We achieved a 9% uplift of ARPU (CR uplift of 4% and AOV uplift of 9.5%) by introducing a cross-sell carousel in the slide-in cart.
Moonmagic.com is a fast growing online jewelry store that has 430K sessions per month (according to Similarweb). It sells rings, necklaces, earrings and other products in this category.
Our task was to increase the revenue per user (ARPU) metric by growing the conversion rate (CR) and average order value (AOV).
We looked at the revenue breakdown to identify key revenue drivers. We found that around 25% of buyers purchase more than one product per transaction. We concluded that users have a significant propensity to purchase more than one item per transaction.

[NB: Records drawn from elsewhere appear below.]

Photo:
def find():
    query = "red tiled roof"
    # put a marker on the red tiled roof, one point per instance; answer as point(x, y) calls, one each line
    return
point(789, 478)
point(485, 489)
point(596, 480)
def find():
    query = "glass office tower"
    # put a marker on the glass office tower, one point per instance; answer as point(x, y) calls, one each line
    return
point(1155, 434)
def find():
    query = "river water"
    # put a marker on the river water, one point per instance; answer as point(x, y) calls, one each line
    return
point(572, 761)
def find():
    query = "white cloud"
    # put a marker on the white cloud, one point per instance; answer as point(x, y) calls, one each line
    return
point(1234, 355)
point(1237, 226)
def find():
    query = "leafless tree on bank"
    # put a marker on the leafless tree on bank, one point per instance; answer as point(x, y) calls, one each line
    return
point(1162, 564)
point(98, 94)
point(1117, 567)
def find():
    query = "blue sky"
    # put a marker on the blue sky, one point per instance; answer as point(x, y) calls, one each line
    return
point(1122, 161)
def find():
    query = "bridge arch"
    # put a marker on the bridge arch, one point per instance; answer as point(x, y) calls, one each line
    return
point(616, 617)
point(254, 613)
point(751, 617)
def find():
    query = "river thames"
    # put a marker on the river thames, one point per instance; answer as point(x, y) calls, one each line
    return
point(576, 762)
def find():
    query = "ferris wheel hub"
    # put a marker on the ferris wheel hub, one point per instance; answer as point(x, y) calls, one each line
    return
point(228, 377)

So the idea at this point was to encourage purchases of multiple items in each transaction.
As a result of a heuristic UX analysis we found real estate in the cart to test a cross-sell carousel.
Next, we needed a recommendations engine to use in our cross-sell carousel. A data-driven recommendations engine would work best for this purpose, so we decided to create one. We created a regression matrix to identify various combinations of products often bought together:
We found that there were over 25 combinations of products that are often bought together.
Incorporating these combinations into our experiment would significantly complicate it. Moreover, the role of an A/B testing is to validate one hypothesis at a time. Adding the carousel to the cart was our primary hypothesis, so we decided to use the already built-in recommendation engine on the site. There were two built-in recommendation engines functioning on the site. We created a regression model to identify which one of them drives more sales. We found that users who interacted with one of them converted x3.6 better than the site average. This was our winner.
We hypothesized that by introducing a cross-sell carousel into the cart we will increase the average number of items purchased per transaction and increase the AOV.
The risk that we were running with this hypothesis is that by distracting users from conversion in the cart and leading them to other PDPs, we may negatively impact the CR. However, even if this would be the case we expected the growth in AOV to compensate for the decrease in CR.
So our solution was to introduce a cross-sell carousel in the cart.
To validate this hypothesis we conducted an experiment that measured the impact of the cross-sell carousel in the cart on the CR, AOV and ultimately ARPU.
Experiment type: A/B test
Traffic split: 50:50
Key metric: ARPU
Targeting condition: We targeted the test only toward users who added a product to the cart and viewed the cart. This was done to minimize data noise and achieve statistical significance of the result quicker.
Number of users taking part in the experiment: 2 518 users
Number of conversions recorded during the experiment: 694 conversions
The alternative variation that introduce a cross-sell carousel in the cart has shown a 9% uplift in ARPU, 4% uplift in CR and 9% uplift in AOV. The result had 95% statistical significance and the power of the experiment of 80%.
So users who experienced the alternative variation not only purchased more products per transaction elevating the AOV, but also were more likely to complete the purchase positively influencing the CR.